Nouzha Skalli : «La mobilisation sociale est l’un des succès de l’INDH»

Nouzha Skalli : «La mobilisation sociale est l’un des succès de l’INDH»


ALM : Sur quels acquis se base la deuxième phase de l’INDH ?
Nouzha Skalli : La deuxième phase de l’INDH prend pour point de départ les réussites avérées par les chiffres de la première phase. Mais ce qui n’est pas chiffré est encore plus important. Il est question de la mobilisation sociale des différents acteurs qui savent désormais qu’ils peuvent s’inscrire dans le cadre de l’INDH et compter sur son appui. Ainsi cette initiative implique les élus locaux et la société civile qui a vu son rôle institutionnalisé à travers une approche tripartite. L’INDH a aussi favorisé l’approche d’évaluation participative qui engage en même temps divers intervenants : ministres, gouverneurs, société civile, et bénéficiaires. C’est ce qui permet de démontrer la valeur des projets et de révéler les défis à relever. Le défi majeur de l’INDH est celui de lutter contre la précarité et d’intégrer les populations défavorisées.

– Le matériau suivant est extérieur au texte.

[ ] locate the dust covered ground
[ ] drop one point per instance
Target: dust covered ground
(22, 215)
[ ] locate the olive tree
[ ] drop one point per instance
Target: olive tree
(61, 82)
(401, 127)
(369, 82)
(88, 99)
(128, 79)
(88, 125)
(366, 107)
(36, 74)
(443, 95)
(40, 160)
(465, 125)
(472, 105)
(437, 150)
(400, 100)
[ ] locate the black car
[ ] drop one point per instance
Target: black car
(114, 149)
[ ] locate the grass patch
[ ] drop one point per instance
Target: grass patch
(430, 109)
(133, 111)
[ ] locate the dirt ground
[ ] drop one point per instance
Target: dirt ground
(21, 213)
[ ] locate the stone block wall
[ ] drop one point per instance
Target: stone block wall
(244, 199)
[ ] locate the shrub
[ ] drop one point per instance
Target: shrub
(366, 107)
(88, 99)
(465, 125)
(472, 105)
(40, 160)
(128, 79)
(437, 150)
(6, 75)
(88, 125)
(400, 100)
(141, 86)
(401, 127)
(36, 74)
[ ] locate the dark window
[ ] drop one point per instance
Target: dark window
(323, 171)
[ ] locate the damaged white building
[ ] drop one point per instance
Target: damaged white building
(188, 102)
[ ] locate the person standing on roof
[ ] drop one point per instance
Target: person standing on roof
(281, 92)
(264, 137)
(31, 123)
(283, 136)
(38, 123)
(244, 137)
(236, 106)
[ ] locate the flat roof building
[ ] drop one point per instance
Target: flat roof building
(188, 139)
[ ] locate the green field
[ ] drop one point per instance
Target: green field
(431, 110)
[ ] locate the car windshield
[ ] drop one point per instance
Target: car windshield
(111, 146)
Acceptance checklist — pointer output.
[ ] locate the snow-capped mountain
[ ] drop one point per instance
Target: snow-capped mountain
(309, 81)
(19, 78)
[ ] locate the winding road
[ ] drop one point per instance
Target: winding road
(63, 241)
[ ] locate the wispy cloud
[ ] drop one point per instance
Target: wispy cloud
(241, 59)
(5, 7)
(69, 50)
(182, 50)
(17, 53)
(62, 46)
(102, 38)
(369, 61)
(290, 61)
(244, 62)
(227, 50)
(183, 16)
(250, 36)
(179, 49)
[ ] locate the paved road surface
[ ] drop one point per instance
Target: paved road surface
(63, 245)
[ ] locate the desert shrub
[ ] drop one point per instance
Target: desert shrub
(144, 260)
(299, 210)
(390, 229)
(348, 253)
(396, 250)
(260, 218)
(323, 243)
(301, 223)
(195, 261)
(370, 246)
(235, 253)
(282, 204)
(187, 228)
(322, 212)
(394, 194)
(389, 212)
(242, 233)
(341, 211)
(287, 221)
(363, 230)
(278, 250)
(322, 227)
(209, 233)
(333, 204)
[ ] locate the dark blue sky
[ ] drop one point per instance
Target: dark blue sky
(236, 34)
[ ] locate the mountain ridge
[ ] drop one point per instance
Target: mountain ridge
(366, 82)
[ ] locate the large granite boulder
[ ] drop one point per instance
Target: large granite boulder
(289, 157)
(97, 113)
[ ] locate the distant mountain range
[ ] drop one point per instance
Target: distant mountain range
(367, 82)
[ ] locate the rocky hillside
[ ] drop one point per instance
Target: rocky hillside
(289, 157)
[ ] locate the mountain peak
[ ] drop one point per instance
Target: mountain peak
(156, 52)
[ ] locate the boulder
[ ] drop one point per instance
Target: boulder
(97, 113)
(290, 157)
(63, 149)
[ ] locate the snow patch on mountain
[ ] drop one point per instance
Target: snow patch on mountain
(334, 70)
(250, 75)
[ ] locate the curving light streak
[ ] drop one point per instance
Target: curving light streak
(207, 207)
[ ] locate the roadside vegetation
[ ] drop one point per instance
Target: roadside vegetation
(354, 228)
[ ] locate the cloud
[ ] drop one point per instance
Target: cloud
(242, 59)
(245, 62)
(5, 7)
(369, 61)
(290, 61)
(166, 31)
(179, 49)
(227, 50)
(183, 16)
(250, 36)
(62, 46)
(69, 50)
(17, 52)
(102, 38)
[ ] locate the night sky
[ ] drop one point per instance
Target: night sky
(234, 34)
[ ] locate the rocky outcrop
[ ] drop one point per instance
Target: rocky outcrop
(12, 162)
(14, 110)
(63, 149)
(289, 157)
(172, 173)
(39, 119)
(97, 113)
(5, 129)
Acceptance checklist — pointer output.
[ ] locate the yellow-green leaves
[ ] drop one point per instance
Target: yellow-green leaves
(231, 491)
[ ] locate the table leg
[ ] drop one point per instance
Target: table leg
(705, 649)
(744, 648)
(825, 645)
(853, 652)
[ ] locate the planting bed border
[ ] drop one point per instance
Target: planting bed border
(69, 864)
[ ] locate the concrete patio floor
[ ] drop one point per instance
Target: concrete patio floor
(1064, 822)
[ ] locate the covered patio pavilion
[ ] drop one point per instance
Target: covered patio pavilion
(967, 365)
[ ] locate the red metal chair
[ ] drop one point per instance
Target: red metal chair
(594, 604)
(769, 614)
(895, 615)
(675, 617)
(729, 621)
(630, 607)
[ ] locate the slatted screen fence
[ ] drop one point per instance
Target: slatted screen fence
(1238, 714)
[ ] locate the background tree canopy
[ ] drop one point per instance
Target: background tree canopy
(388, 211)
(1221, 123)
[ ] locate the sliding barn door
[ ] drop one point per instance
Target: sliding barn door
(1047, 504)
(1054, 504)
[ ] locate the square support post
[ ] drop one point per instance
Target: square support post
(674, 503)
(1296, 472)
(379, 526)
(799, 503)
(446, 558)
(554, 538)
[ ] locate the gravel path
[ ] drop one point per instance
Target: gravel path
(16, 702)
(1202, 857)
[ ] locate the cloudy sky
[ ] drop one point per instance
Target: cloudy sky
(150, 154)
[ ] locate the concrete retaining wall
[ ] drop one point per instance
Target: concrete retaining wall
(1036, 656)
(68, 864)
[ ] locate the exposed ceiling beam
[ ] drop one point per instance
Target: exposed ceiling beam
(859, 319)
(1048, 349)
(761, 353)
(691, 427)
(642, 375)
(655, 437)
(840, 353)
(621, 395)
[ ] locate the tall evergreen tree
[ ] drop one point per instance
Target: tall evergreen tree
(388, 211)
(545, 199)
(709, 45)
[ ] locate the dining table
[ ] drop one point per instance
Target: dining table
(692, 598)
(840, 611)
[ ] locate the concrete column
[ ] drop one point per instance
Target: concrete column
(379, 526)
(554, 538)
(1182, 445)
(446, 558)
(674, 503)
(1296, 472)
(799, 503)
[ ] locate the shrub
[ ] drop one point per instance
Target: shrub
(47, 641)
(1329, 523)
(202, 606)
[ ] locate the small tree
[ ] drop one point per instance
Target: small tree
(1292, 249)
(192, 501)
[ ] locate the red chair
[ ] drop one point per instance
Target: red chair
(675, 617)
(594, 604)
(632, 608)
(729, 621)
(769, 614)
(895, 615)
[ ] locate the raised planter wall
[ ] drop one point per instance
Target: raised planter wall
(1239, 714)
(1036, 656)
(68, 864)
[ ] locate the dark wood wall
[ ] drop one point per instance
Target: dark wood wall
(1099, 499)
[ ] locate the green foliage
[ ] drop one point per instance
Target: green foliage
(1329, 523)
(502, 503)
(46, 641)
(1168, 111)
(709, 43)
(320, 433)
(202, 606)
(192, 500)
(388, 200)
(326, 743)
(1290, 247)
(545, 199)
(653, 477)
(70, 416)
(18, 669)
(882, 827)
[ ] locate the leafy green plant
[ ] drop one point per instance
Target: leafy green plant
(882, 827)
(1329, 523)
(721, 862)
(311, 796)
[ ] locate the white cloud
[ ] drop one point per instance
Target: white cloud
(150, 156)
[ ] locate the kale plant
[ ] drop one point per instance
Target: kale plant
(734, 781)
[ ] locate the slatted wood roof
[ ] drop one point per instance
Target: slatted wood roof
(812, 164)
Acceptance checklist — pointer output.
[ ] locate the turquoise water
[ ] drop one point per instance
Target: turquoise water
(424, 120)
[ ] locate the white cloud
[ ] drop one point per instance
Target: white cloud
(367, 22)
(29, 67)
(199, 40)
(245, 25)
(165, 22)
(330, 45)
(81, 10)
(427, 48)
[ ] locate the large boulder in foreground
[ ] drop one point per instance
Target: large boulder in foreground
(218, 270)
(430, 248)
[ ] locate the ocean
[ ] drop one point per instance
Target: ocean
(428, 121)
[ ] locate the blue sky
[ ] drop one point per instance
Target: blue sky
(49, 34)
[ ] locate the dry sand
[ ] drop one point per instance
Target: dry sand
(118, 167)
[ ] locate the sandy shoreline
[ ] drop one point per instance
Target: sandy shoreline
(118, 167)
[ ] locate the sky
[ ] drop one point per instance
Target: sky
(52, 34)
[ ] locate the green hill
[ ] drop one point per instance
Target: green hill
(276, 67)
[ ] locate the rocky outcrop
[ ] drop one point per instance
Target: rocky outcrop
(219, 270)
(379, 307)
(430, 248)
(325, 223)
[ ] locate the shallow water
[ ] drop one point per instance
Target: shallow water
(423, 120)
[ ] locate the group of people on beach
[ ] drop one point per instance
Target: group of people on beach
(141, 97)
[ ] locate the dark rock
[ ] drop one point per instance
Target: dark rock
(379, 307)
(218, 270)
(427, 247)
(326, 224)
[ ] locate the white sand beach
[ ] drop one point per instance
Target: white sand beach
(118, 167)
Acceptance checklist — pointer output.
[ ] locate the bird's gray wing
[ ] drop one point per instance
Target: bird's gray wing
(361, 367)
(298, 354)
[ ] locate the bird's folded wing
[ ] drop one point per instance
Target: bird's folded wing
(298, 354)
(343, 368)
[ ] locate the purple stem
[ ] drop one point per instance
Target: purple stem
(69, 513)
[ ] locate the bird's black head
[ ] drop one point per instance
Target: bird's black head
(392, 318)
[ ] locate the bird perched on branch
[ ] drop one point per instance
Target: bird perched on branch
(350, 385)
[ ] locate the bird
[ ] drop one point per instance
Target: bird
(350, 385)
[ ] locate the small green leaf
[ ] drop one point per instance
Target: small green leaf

Quels sont les défis à relever pour cette deuxième phase ?
Mieux toucher les populations ciblées, pérenniser les projets, consolider l’approche participative sont parmi les objectifs de cette deuxième phase consistant à insuffler une nouvelle dynamique de l’INDH. Aussi, l’accent a été mis sur les populations exclues, notamment les toxicomanes ou les sidactiques, à travers le renforcement des unités créées et l’ amélioration de leur qualité. Il s’agit également de permettre l’accès des populations des régions enclavées aux infrastructures sanitaires, les routes, l’éducation… Les 17 milliards DH mobilisés pour cette deuxième phase constituent un budget de solidarité de l’Etat avec les plus démunis. Ce budget est destiné à relever le niveau de vie des populations en quelque sorte exclues du circuit des politiques publiques, pour justement les intégrer pleinement au sein de la société. On peut aussi noter dans ce sens l’importance de l’effet levier des projets de l’INDH qui favorise l’implication de divers intervenants, entreprises et institutions privées…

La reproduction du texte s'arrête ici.